Hm, I see your point. I'm probably going to implement the first option initially (and people can avoid calls to amdgpu_gfx functions in sensitive code...). I'll try to keep this in mind though, and maybe we can come up with something later on.

nhaehnle added inline comments.Jul 11 2023, 8:50 PM
llvm/test/CodeGen/AMDGPU/amdgpu-cs-chain-preserve-cc.ll
16

Coming back to this after a while, I'm leaning towards saying that amdgpu_gfx calls from amdgpu_cs_chain_preserve functions simply shouldn't be supported.

In terms of use case scenarios, amdgpu_cs_chain_preserve is only meant for relatively small, internal (runtime library-style) "glue" functions anyway, so this shouldn't be a problem.

122–128

The code here assumes that s32 contains a stack pointer going into the function, but that's not correct -- there's no incoming stack pointer, and we should just use 0 as the stack base.

rovka updated this revision to Diff 544675.Jul 27 2023, 3:11 AM

Address comments. We no longer allow calls to amdgpu_gfx from amdgpu_cs_chain_preserve functions, so remove them from the tests. An update to the docs is coming in a separate patch.

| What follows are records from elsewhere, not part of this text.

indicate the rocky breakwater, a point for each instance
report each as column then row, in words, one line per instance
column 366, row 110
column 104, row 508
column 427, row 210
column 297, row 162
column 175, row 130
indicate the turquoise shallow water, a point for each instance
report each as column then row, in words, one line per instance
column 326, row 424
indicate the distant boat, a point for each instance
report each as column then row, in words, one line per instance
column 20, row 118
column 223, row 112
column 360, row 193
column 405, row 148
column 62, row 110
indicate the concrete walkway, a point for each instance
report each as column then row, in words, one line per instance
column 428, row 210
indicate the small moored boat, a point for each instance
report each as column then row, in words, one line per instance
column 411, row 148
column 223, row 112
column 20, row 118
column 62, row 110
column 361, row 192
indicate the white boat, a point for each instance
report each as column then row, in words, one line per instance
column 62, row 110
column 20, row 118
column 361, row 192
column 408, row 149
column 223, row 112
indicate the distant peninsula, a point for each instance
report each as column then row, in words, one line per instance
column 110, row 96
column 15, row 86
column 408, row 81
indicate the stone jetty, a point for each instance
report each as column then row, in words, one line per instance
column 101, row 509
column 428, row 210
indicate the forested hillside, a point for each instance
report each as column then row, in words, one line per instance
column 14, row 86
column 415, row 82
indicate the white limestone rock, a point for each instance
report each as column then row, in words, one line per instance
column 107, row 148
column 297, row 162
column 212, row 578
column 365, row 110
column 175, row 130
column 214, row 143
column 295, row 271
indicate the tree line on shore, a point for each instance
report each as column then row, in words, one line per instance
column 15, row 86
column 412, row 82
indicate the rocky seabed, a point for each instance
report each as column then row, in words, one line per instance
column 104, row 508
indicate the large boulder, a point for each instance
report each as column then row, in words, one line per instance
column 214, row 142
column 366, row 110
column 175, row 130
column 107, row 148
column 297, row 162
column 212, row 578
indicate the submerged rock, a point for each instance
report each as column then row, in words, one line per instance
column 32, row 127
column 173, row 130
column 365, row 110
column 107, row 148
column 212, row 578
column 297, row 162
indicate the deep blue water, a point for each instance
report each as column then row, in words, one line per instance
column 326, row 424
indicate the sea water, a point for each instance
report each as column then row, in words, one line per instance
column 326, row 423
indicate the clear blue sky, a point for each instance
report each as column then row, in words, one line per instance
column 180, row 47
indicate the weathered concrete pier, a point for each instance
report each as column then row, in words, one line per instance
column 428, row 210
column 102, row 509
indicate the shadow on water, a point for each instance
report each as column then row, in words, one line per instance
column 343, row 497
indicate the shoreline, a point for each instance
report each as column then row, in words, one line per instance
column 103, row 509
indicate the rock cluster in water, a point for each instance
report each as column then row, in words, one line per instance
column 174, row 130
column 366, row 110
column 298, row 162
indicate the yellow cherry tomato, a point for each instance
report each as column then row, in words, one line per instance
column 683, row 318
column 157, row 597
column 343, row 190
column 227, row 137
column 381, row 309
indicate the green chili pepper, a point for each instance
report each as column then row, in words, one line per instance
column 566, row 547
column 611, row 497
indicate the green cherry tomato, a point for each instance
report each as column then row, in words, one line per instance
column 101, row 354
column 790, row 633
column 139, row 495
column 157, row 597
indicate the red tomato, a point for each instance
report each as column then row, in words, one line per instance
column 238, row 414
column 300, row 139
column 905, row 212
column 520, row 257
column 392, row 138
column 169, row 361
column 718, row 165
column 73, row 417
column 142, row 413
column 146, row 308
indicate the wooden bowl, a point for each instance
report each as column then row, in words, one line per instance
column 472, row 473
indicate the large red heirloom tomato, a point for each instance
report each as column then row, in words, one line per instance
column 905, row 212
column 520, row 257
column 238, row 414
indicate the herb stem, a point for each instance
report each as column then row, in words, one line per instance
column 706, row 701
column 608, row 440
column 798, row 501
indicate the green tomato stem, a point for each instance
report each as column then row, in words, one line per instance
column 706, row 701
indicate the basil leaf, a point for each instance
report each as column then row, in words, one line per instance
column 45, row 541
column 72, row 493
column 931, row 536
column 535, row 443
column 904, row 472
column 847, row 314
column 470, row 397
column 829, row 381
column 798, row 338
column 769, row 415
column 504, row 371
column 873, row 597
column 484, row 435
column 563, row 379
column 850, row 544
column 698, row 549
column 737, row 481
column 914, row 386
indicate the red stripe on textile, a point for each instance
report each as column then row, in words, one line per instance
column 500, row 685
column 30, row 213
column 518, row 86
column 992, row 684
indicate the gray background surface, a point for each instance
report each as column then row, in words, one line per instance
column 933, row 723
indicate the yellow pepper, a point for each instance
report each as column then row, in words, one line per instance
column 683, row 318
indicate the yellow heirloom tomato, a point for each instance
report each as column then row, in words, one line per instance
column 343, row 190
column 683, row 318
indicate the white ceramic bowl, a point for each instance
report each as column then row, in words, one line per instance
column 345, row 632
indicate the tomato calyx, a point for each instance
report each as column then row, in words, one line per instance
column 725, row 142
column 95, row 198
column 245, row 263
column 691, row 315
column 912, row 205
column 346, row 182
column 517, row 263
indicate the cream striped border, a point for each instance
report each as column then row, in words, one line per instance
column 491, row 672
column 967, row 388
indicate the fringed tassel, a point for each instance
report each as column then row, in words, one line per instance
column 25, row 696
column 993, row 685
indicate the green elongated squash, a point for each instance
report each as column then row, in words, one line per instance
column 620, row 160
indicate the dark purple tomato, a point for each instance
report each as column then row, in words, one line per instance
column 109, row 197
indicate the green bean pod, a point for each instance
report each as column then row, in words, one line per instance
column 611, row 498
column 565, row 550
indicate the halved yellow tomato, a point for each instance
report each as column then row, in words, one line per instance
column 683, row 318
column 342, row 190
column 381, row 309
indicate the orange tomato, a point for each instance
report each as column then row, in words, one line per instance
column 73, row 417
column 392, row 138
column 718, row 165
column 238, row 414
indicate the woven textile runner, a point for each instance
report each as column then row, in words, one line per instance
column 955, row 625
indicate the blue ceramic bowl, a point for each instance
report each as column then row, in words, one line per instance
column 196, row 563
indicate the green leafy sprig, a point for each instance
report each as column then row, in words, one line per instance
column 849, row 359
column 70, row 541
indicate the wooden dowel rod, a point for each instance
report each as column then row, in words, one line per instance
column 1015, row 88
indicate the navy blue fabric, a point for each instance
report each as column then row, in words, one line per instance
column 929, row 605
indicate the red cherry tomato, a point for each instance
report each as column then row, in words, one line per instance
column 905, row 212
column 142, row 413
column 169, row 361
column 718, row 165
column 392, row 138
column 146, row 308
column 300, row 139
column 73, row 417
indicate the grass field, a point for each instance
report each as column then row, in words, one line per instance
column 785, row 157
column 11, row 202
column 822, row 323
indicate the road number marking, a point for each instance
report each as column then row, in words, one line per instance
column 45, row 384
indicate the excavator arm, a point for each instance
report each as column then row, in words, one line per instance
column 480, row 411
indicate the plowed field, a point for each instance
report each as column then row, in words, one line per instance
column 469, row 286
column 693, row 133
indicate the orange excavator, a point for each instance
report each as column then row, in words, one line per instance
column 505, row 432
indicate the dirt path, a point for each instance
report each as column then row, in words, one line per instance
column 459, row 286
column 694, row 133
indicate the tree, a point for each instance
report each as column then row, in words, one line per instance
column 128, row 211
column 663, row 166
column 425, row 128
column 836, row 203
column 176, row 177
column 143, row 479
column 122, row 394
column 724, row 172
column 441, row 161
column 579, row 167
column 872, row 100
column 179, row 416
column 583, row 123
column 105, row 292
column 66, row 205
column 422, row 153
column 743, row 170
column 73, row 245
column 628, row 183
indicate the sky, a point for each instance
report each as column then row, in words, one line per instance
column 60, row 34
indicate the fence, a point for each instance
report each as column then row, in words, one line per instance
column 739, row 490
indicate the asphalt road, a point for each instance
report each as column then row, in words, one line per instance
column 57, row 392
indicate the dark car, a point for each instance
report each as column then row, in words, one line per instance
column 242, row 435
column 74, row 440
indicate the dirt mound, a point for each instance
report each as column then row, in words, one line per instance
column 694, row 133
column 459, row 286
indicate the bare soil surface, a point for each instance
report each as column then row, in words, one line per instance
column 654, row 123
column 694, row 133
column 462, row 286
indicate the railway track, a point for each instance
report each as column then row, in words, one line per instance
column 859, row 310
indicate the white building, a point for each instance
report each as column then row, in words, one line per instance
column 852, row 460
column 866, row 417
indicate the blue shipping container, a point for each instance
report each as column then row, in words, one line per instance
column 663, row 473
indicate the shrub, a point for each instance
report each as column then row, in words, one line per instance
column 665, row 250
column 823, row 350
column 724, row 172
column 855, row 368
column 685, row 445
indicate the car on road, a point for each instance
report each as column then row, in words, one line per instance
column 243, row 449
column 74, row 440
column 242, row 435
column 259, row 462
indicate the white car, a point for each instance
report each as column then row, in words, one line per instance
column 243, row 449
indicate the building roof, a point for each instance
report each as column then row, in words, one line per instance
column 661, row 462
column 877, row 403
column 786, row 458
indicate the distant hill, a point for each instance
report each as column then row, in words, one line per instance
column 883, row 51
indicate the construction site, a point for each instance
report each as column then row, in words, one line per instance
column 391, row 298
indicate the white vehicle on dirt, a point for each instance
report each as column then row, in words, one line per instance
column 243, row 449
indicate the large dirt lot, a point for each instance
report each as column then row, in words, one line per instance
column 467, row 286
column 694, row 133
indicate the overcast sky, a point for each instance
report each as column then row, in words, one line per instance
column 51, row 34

rovka edited the summary of this revision. (Show Details)Jul 27 2023, 3:20 AM
rovka updated this revision to Diff 549302.Aug 11 2023, 2:21 AM
rovka marked an inline comment as not done.

Rebase and ping.

arsenm accepted this revision.Aug 17 2023, 6:06 AM

LGTM with assert dropped

llvm/lib/Target/AMDGPU/SIMachineFunctionInfo.cpp
87–88

Just remove the assert, I don't see anything actually preventing usage right now pre-gfx9 and this would need to be a proper error

This revision is now accepted and ready to land.Aug 17 2023, 6:06 AM
This revision was landed with ongoing or failed builds.Aug 21 2023, 2:16 AM
This revision was automatically updated to reflect the committed changes.